世界TV市場の最新動向:サムスン電子は20年連続トップ目前、LGはOLED市場で独走


2025年11月30日/出典:韓国・ETNEWS 

 

2025年第3四半期の世界TV市場において、サムスン電子が出荷量・売上額のいずれでも首位を維持し、20年連続の世界シェア1位達成がほぼ確実となった。

 

市場調査会社Omdiaの最新データによると、同社の売上ベースの市場占有率は29.0%で、前年同期の28.6%から微増となった。世界的なTV需要がやや減少傾向にある中でも、サムスン電子はプレミアム市場で圧倒的な存在感を発揮し続けている。

 

特に2,500ドル以上の高級TV市場では53.1%という圧倒的な売上シェアを確保し、75インチ以上の超大型TV分野でも29.1%で首位を堅持している。

 

LG電子は有機EL TV市場でトップを維持

サムスン電子がグローバル市場全体で独走する一方、LG電子は高い収益性を誇る有機EL(OLED)テレビ市場で依然として優位を保っている。第3四半期の有機ELテレビ分野では、出荷量で49.7%、売上額で45.4%の市場占有率を記録し、13年連続の世界シェア1位に向けて順調に推移している。

 

さらに、LG電子はアートフェア「Frieze New York」に参加し、2025年型のLG OLED evoや透明ディスプレイ「LG SIGNATURE OLED T」を展示。
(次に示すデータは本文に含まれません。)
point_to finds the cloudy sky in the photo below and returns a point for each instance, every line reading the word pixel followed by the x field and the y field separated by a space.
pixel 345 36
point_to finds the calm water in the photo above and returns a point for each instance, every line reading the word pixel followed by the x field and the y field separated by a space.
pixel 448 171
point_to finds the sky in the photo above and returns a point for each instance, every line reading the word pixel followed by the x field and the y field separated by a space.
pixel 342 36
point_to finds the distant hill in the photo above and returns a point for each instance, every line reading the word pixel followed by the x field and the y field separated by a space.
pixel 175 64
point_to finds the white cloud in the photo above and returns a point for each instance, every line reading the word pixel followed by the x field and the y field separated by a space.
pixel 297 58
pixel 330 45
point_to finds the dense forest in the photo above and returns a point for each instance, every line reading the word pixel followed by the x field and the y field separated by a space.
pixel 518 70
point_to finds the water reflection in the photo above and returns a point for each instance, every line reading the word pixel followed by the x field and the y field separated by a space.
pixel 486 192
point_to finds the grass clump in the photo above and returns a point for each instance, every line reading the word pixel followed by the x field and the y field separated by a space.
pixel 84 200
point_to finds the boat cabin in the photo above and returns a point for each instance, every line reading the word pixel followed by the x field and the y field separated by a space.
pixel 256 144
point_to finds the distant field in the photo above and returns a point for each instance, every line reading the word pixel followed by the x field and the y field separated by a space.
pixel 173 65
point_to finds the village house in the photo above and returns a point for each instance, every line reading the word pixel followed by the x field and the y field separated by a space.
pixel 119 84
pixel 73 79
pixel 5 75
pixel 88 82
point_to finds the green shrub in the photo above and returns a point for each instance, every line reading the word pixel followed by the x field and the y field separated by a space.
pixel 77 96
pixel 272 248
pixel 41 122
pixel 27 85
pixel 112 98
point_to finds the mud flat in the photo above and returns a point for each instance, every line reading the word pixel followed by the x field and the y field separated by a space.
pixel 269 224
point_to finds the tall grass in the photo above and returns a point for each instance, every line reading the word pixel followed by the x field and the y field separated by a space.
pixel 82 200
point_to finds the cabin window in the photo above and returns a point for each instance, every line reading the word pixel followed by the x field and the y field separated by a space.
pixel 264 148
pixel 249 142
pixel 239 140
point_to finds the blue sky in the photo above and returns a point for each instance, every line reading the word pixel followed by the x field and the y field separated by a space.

圧倒的な映像表現力でブランド価値の強化を図った。

 

一方でサムスン電子の有機ELテレビ(OLED TV)も成長しており、売上占有率は34.9%に達した。特に北米市場では42.4%を占め、地域別ではトップを獲得している。

 

中国メーカーの台頭:出荷量では韓国勢を逆転

売上ではサムスン電子とLG電子が引き続きプレミアム市場を掌握しているものの、世界全体の“台数ベース”では中国勢の存在感が強まっている。

 

TCL、ハイセンス、シャオミの3社を合算した出荷量シェアは31.8%となり、サムスン電子とLG電子の合算シェア28.5%を上回った。特に出荷量シェアでは、LG電子は10.6%にとどまり、TCL(14.3%)、ハイセンス(12.4%)に次ぐ4位。5位もシャオミ(5.1%)が占めており、中国勢の攻勢が鮮明だ。

 

韓国勢の今後:高級化と中低価格帯の強化で需要多様化へ

サムスン電子とLG電子の両社は、世界的な需要変動に対応するため、今後はプレミアム製品の販売拡大と並行して、中低価格帯のTVラインアップも強化する計画だ。

 

プレミアム市場では依然として圧倒的優勢を持つ韓国勢だが、台数ベースで急成長する中国メーカーへの対抗のため、価格帯の幅を広げる戦略が必要となっている。